Mary raised her hand and said "John F Kennedy."
That is correct Mary! You may go home.
Billy was fuming now. He knew that answer but wasn't for sure.
"Class, whose speech started with "Four score and seven years ago?"
Jenny raised her hand before Billy raised his and said "Eww! That's Abraham Lincoln!"
Mrs. Miller said, "That is correct! You may leave with the other two girls."
Billy was so mad he just couldn't keep it in anymore. He blared out, "I wish those damn &^%$#! bitches would shut their mouths!!!"
Mrs. Miller stood up and asked "WHO SAID THAT?!!!"
Billy responded "Tiger Woods. I guess I can go too."
FloridaPoke
12-22-2009, 10:05 AM
HOW TO SHOWER LIKE A WOMAN:
Take off clothing and place it in sectioned
laundry hamper according to lights and darks.
Walk to bathroom wearing long robe.
If you see husband along the way,
cover up any exposed areas.
Look at your womanly physique in the mirror --
make mental note to do more sit-ups/leg-lifts, etc.
Get in the shower. Use wash cloth, long loofah,
wide loofah and pumice stone.
Wash your hair once with cucumber and sage shampoo with 43 added vitamins.
Wash your hair again to make sure it's clean.
Condition your hair with grapefruit mint conditioner.
Wash your face with crushed apricot facial scrub for
10 minutes until red.
Wash entire rest of body with ginger nut
and jaffa cake body wash..
Rinse conditioner off hair. Shave armpits and legs.
Rinse off. Turn off shower.
Squeegee off all wet surfaces in shower.
Spray mold spots with Tilex..
Get out of shower. Dry with towel the size of a small
country.
Wrap hair in super absorbent towel.
Return to bedroom wearing long robe and towel on head.
If you see husband along the way, cover up any exposed areas.
HOW TO SHOWER LIKE A MAN:
Take off clothes while sitting on the edge of the bed
and leave them in a pile.
Walk naked to the bathroom.
If you see wife along the way, shake wiener at her
making the woo-woo sound.
Look at your manly physique in the mirror.
Admire the size of your wiener and scratch your butt.
Get in the shower. Wash your face. Wash your armpits.
Blow your nose in your hands and let the water rinse
them off.
Fart and laugh at how loud it sounds in the shower.
Spend majority of time washing privates and surrounding area.
Wash your butt, leaving those coarse butt hairs stuck
on the soap.
Wash your hair. Make a Shampoo Mohawk.
Pee.
Rinse off and get out of shower.
Partially dry off.
Fail to notice the water on floor because curtain was hanging out of tub the whole time.
Admire wiener size in mirror again.
Leave shower curtain open, wet mat on floor,
and light and fan on.
Return to bedroom with towel around waist.
If you pass wife, pull off towel, shake wiener at her
and make the woo-woo sound again.
Throw wet towel on bed.
Poke John I
12-28-2009, 11:10 AM
The substitute teacher was some months pregnant and as she stood in front of her 5th grade class Betty asks "why is your stomach swelled up?"
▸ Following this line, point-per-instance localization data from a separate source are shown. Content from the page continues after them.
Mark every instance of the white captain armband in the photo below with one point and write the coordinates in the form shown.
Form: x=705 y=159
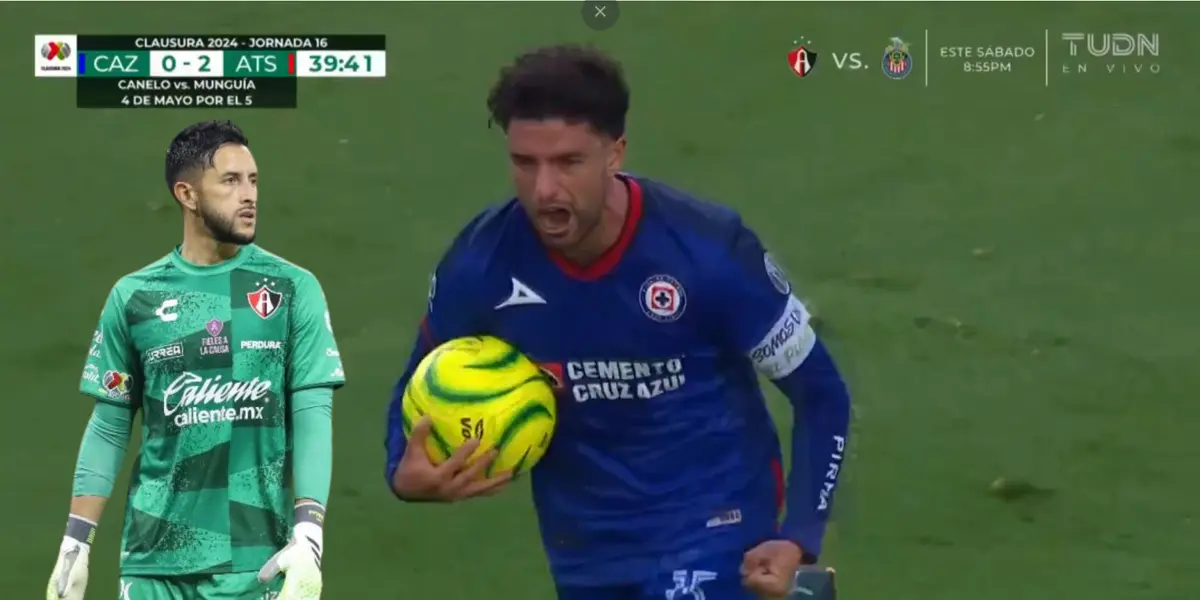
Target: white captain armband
x=789 y=342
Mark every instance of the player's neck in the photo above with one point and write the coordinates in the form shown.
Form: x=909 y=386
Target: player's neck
x=606 y=233
x=201 y=249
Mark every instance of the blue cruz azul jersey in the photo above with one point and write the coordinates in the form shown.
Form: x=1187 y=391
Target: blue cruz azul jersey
x=664 y=443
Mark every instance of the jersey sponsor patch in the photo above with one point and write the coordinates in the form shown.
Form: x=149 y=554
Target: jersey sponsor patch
x=663 y=298
x=617 y=379
x=775 y=274
x=115 y=385
x=789 y=342
x=215 y=343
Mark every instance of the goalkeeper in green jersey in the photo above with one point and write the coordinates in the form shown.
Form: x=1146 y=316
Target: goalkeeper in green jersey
x=228 y=352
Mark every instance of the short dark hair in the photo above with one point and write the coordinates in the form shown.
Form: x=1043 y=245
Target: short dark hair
x=575 y=83
x=195 y=147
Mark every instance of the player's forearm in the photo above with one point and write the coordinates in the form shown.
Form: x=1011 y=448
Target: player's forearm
x=312 y=423
x=820 y=430
x=101 y=453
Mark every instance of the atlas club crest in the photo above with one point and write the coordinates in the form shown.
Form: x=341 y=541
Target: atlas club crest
x=264 y=301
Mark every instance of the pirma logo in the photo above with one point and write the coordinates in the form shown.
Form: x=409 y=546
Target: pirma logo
x=802 y=60
x=54 y=55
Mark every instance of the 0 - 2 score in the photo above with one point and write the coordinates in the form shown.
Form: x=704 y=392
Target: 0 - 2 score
x=169 y=64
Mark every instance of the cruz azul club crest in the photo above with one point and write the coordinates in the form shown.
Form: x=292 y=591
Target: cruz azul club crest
x=265 y=300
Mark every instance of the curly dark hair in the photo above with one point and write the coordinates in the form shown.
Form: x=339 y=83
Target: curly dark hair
x=195 y=148
x=575 y=83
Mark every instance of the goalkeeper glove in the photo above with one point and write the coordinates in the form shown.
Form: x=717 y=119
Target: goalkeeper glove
x=299 y=562
x=70 y=576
The teacher thought that this would be a good educational opportunity. So she said can anybody tell me why my stomach is swelled up?
Jane said you were bit by a snake.
Billy said you were bit by a spider.
No, neither one of those is correct she said.
So Little Johnny said I know why teacher.
Okay, why Little Johnny?
You were bit by a trouser worm.
Poke John I
12-28-2009, 11:11 AM
A vicar, notorious for his lengthy sermons, watched as a man got up and left halfway through his message. The same man returned just before the finish. Afterwards the vicar asked him where he had gone.
"I went to get a haircut," said the man.
"Why didn't you do that before the service?" asked the vicar.
"I didn't need one then!"
Poke John I
12-28-2009, 11:12 AM
"Inside me lives a skinny woman crying to get out. But I can usually shut her up with cookies..."
Poke John I
12-28-2009, 11:12 AM
Q: Why are women's breasts like an electric train set a kid gets at Christmas time?
A: Because they were originally made for children but the father wants to play with them.